As far as I understand, What I should do here is
1) to compare the two telescopes as if they had the same area and the same exposure time, so that I can infer how many optical photons the optical telescope would have gathered if it had the area and the exposure time of the X-Ray one.
2) Then, I would take 1/10th of this result (the source is emitting 1/10 of Xray photons as compared to the optical ones) which will tell me the theoretical number of X-Ray photons the X-Ray telescope would have gathered with perfect efficiency.
3) But knowing that the efficiency was only the 30%, I could have an estimate of the number of photons actually detected in the X-Ray spectrum.

Problem is, I have no idea how to calculate step 1)

Any suggestions?

Thanks a lot.

Step 1 is just to calculate the number of photons/m^2/second on each telescope
(Be careful with the units)

You mean that if I calculate the photons per m^2 per second for the optical one whatever result I'll get the 1/10th of that number will be the photons per m^2 per second of the X-Ray one?

Yes.

Guys, thanks a lot.

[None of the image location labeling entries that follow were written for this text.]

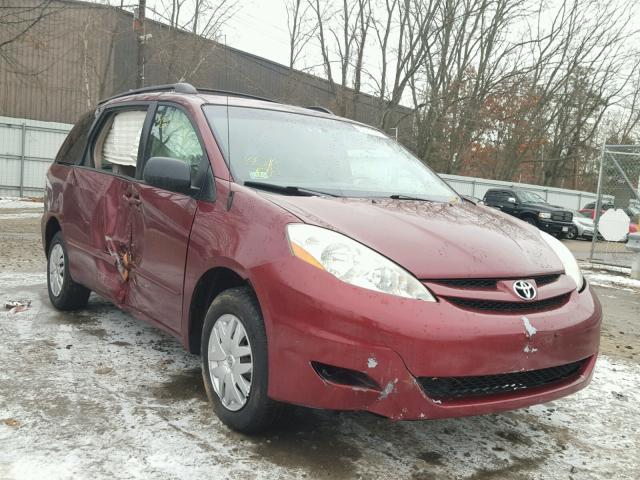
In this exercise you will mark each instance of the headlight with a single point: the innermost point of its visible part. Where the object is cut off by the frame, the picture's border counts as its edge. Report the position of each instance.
(352, 262)
(569, 262)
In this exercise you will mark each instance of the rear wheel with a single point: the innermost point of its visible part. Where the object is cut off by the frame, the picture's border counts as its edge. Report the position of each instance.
(64, 293)
(235, 362)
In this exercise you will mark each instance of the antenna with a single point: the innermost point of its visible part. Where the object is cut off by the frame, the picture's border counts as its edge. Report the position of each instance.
(230, 194)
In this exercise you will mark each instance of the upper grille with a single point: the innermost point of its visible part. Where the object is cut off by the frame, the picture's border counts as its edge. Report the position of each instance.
(491, 282)
(562, 216)
(448, 388)
(492, 306)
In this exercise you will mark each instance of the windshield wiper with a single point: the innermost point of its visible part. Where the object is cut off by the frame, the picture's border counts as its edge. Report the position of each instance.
(397, 196)
(287, 189)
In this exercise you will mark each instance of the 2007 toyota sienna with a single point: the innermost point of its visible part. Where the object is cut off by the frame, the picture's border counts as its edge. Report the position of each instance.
(310, 260)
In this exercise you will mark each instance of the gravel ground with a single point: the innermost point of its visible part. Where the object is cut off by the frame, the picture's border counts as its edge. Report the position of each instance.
(97, 394)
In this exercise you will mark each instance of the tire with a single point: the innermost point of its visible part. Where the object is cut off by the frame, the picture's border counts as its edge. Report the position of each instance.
(64, 293)
(572, 234)
(237, 311)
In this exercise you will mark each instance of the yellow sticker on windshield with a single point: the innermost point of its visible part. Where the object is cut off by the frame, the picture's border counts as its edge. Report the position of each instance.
(260, 172)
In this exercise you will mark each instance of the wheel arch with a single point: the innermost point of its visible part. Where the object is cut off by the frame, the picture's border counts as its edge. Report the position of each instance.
(53, 226)
(210, 284)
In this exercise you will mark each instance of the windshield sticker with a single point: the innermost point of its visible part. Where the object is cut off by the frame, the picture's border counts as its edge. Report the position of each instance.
(369, 131)
(260, 172)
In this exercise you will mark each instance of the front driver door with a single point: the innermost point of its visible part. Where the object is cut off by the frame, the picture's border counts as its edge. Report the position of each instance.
(162, 221)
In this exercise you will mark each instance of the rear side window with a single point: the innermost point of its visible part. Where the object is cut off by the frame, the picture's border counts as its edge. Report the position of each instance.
(173, 135)
(72, 150)
(116, 148)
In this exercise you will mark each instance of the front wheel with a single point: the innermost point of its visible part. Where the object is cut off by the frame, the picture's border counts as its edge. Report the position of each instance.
(571, 234)
(64, 293)
(235, 362)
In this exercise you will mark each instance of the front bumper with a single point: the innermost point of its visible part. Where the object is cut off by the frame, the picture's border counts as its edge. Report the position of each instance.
(312, 317)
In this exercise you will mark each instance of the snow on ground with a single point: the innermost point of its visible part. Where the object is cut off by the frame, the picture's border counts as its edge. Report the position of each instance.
(96, 394)
(14, 216)
(15, 202)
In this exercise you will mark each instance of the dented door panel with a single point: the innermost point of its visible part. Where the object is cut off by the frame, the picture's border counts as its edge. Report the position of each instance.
(96, 226)
(161, 223)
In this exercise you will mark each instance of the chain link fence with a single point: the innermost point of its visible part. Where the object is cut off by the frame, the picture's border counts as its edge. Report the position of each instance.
(616, 211)
(27, 148)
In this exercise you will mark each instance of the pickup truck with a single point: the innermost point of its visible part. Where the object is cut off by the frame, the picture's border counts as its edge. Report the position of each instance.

Really appreciate. I'm happy to have discovered this forum, and I'll hopefully be able to actually help someone one day :)

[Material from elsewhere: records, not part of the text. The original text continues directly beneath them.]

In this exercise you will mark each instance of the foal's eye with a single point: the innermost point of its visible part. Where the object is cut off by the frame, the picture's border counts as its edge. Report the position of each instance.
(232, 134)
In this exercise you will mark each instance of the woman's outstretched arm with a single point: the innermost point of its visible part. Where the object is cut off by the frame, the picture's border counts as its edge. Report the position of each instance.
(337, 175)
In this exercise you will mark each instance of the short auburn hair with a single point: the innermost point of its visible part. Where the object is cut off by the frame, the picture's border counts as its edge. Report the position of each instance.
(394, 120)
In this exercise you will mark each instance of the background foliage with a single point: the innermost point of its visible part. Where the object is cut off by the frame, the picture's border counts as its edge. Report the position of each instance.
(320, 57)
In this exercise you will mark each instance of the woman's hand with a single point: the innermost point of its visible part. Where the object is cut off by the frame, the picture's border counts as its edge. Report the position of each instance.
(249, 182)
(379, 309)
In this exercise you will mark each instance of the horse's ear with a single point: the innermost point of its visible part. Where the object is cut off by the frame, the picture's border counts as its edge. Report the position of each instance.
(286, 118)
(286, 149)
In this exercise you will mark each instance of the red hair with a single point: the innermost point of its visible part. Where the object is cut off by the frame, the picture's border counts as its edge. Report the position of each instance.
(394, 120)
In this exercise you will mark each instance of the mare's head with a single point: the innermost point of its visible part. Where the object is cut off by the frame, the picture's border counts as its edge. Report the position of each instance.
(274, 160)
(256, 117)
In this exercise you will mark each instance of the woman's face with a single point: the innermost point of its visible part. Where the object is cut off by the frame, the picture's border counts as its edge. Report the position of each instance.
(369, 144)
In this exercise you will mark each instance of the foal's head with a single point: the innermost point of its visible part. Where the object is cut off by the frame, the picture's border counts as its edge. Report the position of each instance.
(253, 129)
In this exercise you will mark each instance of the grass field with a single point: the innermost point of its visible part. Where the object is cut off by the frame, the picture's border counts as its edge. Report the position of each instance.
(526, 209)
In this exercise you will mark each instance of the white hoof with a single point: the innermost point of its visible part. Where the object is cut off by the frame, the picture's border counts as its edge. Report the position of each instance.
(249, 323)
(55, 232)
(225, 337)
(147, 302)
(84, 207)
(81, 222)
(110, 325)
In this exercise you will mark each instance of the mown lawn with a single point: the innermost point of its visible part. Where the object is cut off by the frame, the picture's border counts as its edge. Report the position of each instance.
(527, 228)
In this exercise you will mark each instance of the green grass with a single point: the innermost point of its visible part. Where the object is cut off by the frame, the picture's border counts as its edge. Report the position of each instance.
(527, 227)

## 1. What is X-Ray astronomy?

X-Ray astronomy is a branch of astronomy that studies objects in the universe by detecting and analyzing the X-rays they emit. X-rays are a form of electromagnetic radiation with high energy and short wavelengths, and they are produced by extremely hot and energetic objects such as black holes, neutron stars, and supernova remnants.

## 2. How do X-rays help us understand the universe?

X-rays provide valuable information about the composition, temperature, and motion of objects in the universe that cannot be observed through visible light. This allows us to study extreme objects and phenomena, such as black holes and supernovas, and gain a better understanding of the physical processes that govern the universe.

## 3. What is the difference between X-ray astronomy and other forms of astronomy?

The main difference between X-ray astronomy and other forms of astronomy, such as visible light or infrared astronomy, is the type of radiation that is being studied. X-ray astronomy focuses on the detection and analysis of X-rays, while other forms of astronomy study different wavelengths of electromagnetic radiation. Each form of astronomy provides unique insights into the universe.

## 4. What are some common tools and techniques used in X-ray astronomy?

X-ray telescopes, such as the Chandra X-ray Observatory and the XMM-Newton spacecraft, are the primary tools used in X-ray astronomy. These telescopes use special mirrors and detectors to collect and analyze X-rays from space. X-ray spectroscopy, imaging, and timing are some of the techniques used to study X-rays from celestial objects.

## 5. What are some current research topics in X-ray astronomy?

Some current research topics in X-ray astronomy include the study of black holes and their effect on their surrounding environments, the formation of galaxy clusters and groups, and the detection of hot gas in galaxy clusters. Other topics include the search for dark matter, the study of supernova explosions, and the investigation of X-ray emission from neutron stars and white dwarfs.